The data from the UKB analyzed in our study are available to researchers on completion of the registration process and on successful application.²⁹ The UKB access committee approved this analysis as part of project 58743. Data from the All of Us Research Program are publicly available.³⁰ We used release version 7, which comprises data from all participants who enrolled from the beginning of the program on May 30, 2017, to June 23, 2022.

Results

The UKB enrolled 502,389 participants. As shown in Figure 1A, 154,163 were excluded because of missing values among the components of the LE8 score and 32,099 were excluded for having prevalent outcome events. Our final analytical sample included 316,127 middle-aged adults. This group had a mean (SD) age of 56 (SD 8) years, and 52% were female. As shown in eFigure 1A, LE8 scores were normally distributed before standardization, with a mean (SD) of 70.2 (11).
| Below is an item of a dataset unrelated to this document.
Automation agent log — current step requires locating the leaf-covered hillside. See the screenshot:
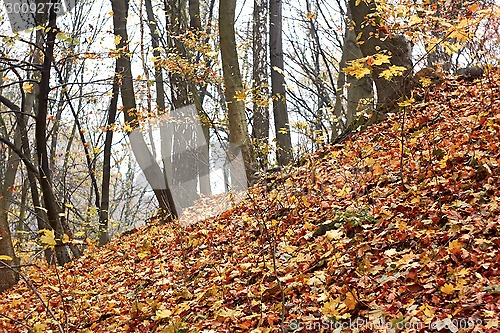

Following previous research, participants were divided into 3 LE8 categories: 60,734 with poor (LE8 <20), 190,919 with intermediate (20> LE8 <80), and 64,474 with optimal (LE8 >80) cardiovascular health (Table 1).

Table 1.

Baseline Characteristics of the UK Biobank and All of Us Study Populations

Variable	UK Biobank (n = 316,127)			All of Us (n = 68,407)
Variable	Optimal LE8	Intermediate LE8	Poor LE8	Optimal LE8	Intermediate LE8	Poor LE8
Number of participants	64,474	190,919	60,734	13,681	41,044	13,682
Demographics
Age (mean [SD])	54 (8)	57 (8.)	57 (8)	49 (17)	58 (16)	60 (13)
Male sex, n (%)	20,511 (32)	95,476 (50)	36,767 (61)	3,498 (26)	16,618 (40)	6,034 (44)
Race/ethnicity, n (%)
White	61,250 (95)	181,017 (95)	57,444 (95)	8,881 (65)	24,090 (59)	6,638 (48)
Non-White
Black	655 (1.0)	2,874 (1.5)	1,133 (1.9)	1,174 (8.6)	7,201 (18)	4,168 (31)
Asian	1,531 (2.4)	3,842 (2.0)	1,067 (1.8)	965 (7.1)	1,096 (2.7)	142 (1.0)
Hispanic	—	—	—	2,043 (15)	6,660 (16)	2,073 (15)
Vascular risk factors, n (%)
Hypertension	7,315 (11.4)	49,382 (26)	22,936 (38)	2,586 (19)	23,226 (57)	11,249 (82)
Diabetes	765 (1.2)	7,270 (4)	6,268 (10.3)	488 (3.6)	8,527 (21)	8,057 (59)
Hyperlipidemia	5,646 (8.8)	26,723 (14.0)	11,148 (18.4)	4,376 (32)	25,198 (61)	10,919 (80)
Smoking
Current	468 (0.7)	12,742 (6.7)	17,125 (28.2)	0	3,212 (7.8)	4,067 (30)
Former	15,039 (23.3)	70,944 (37.2)	24,226 (39.9)	1,004 (7.3)	11,640 (28)	5,839 (43)
Comorbidities, n (%)
Atrial fibrillation	749 (1.2)	2,989 (1.6)	1,083 (1.8)	562 (4.1)	3,649 (8.9)	1,693 (12)
Myocardial infarction	856 (1.3)	3,956 (2.1)	1,816 (3)	250 (1.8)	2,598 (6.3)	1,669 (12)
Heart failure	153 (0.2)	787 (0.4)	446 (0.7)	261 (1.9)	2,506 (6.1)	1,708 (12.5)
Aortic valve disease	118 (0.2)	484 (0.3)	199 (0.3)	102 (0.8)	600 (1.5)	174 (1.3)
Schizophrenia	40 (0.1)	170 (0.1)	152 (0.3)	<20^a	87 (0.2)	47 (0.3)
Bipolar disorder	96 (0.2)	390 (0.2)	208 (0.3)	72 (0.5)	466 (1.1)	290 (2.1)
Anxiety disorders	1,405 (2.2)	4,426 (2.3)	1,507 (2.5)	1,575 (11.5)	4,757 (11.6)	1,682 (12.3)
Substance abuse disorder	89 (0.1)	632 (0.3)	504 (0.8)	122 (0.9)	775 (1.9)	451 (3.3)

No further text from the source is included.